After years of watching parents pick up their child from school, I must admit, I have a favorite — Derrell Johnson. Derrell was the most loving and genuine example I have ever seen. His face lit up and he was always excited to see Avery…every single time! If he’d had a bad day or was tired, you’d never know it. What message is your child receiving from you when you pick them up at school? Are you stressed from your day? Rushing them to the car? On your phone? Or are you letting them know you are happy to see them? It’s so much healthier for BOTH the parent and the child when they enjoy the moment of reunion after being apart. But why? Why is acting happy to see your child so important?
How Important is a Smile?
A simple smile from you helps your child feel safe and secure, is good for building the parent- child connection, and smiling at your child releases hormones that can boost their brain development. Because I am a Type A parent, I was constantly looking over my son, John, when he was young to see what was wrong or what needed to be fixed, because if his face was dirty, then that meant I wasn’t a good parent. But unfortunately this also meant that my facial expression was probably full of judgment instead of love. I made a concerted effort years ago to change that after watching an Oprah special on the power and importance of smiling at your child after time apart. I changed my behavior so that when John got home from school — before I did ANYthing else (like asking him to take out the trash) — I looked at him and smiled. I made sure he witnessed my happiness every single time after being apart, no matter what was going on at the time. Think about it…Do you want your child to look at you and wonder what they did wrong or do you want them to sense your love? Our actions are so powerful. All children need to feel validated and cherished and the easiest way to do this is to take a few seconds when you see your child and smile!

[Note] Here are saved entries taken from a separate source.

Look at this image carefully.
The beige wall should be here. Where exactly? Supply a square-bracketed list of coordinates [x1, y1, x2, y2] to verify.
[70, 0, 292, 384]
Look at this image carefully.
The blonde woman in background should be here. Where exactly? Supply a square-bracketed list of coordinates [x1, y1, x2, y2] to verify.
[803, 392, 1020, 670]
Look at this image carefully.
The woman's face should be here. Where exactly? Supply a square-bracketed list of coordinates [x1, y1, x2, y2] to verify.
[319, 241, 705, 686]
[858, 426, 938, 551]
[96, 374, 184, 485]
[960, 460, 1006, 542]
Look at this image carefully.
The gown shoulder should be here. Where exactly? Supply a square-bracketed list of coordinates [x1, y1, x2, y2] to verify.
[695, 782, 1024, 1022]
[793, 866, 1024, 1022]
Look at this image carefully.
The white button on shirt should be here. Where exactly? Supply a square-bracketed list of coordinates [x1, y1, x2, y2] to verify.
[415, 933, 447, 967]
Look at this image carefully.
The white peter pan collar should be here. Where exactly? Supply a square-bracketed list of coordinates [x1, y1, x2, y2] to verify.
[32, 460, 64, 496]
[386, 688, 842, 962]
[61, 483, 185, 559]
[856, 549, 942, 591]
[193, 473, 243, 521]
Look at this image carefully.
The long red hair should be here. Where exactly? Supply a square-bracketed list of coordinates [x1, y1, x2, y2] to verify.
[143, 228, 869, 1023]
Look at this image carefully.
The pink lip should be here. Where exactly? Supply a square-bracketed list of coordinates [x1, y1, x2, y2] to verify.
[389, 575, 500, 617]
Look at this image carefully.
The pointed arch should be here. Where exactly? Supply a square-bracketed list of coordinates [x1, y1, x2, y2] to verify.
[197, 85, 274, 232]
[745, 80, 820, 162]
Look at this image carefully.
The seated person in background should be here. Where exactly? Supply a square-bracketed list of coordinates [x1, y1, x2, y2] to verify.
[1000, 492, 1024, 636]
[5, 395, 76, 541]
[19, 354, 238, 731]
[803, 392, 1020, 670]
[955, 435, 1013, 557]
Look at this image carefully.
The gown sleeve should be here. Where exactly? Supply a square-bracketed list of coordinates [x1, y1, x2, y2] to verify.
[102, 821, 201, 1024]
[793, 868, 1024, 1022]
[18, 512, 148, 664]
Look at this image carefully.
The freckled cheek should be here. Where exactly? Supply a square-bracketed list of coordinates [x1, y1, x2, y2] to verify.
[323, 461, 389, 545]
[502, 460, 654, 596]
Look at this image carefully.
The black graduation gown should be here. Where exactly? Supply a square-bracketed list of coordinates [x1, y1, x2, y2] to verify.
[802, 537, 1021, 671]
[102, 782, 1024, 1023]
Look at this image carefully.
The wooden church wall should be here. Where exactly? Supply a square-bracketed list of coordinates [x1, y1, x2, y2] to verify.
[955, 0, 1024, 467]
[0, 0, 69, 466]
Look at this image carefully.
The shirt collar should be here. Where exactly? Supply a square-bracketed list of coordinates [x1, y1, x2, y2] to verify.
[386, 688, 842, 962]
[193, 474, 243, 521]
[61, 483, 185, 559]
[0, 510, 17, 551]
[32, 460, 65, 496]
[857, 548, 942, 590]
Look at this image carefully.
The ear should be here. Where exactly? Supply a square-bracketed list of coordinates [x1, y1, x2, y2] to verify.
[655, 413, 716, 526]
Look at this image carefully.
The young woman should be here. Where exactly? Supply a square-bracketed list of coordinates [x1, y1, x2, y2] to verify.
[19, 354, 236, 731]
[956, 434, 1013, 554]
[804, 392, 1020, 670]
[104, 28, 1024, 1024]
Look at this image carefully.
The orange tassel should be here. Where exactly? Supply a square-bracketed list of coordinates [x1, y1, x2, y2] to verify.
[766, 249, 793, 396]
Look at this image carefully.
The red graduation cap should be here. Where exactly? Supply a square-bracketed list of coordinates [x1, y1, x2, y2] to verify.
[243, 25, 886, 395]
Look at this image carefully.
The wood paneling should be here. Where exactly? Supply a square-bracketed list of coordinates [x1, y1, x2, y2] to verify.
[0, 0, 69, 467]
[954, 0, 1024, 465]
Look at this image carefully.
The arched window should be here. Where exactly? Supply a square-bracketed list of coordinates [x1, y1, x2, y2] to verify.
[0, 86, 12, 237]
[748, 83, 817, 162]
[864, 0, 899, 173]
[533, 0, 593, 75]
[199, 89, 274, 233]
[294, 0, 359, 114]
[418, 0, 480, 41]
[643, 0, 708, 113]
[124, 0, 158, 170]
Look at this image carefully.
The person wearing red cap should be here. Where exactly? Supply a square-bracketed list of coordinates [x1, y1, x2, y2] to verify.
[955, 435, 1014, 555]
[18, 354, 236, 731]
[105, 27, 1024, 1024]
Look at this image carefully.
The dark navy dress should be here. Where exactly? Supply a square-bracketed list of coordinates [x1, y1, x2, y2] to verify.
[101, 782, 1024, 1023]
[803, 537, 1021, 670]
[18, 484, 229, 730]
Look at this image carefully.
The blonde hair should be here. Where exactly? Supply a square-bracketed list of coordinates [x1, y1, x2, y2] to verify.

Did you Know that Children Look to their Parent to Determine How to Feel?
Part of the reason why the smile action is so important is that “…your face is where your child looks for reassuring, comforting responses and attention.” This NEVER stops. There is no finish line, so no matter how young or old your child becomes, they need you to be their person who is happy to see them. Obviously if something serious is going on, like you just found out your uncle passed away, smiling isn’t what you should do, but thankfully those instances are rare. Smiling is the building block that forms a bond and positively seeds your child’s emotional development. So is asking them about them, which leads us to the next section.
What Should a Parent Do AFTER the Smile?
Children need to feel seen (Human Needs 101 for ALL of us). So start with curiosity! Ask your child about their art work or if she tells you about her friends, ask her what it is that she likes about them. Ferret out the “why” behind their behaviors and thoughts by being curious. John used to love stringing things together with yarn when he was 5 years old, connecting one thing to another, and after a couple weeks of seeing him tie yarn from a doorknob to a chair to a toy, I finally asked him why he was doing it (I assumed it was because he loved Spider Man). He replied, “I’m creating roads!” The strings looked different after that. Asking questions let’s them be seen, helps you bond together by showing you care about what they think and do, and allows you to advance to the Master Level of Parenting…developing positive parenting routines.
How to Reach the Ph.D Level of Parenting
One of the best pieces of advice I was given about parenting was from a close friend. We were discussing the difficulties of parenthood and he said, “For me, one of the hardest parts of being a dad is remembering that I’m not supposed to be the parent I wanted as a child, but the father each of my children needs.” So how do you ensure you are doing that? How can we build a strong enough foundation to overcome the inevitable mistakes we make as a parent? You want to build easy parenting habits that build trust.
What our children need to see when we pick them up is that we are happy to see them. They just need to see you look at them and smile. It shows them consistently, repeatedly, unequivocally that we love them. Are you focused on your son when you pick him up from school, asking questions about his day? Are you smiling when you see your daughter after she wakes up in the morning? If so, you are communicating a powerful message to your child by creating a deeper, more open relationship which you both can happily harvest in the decades to come.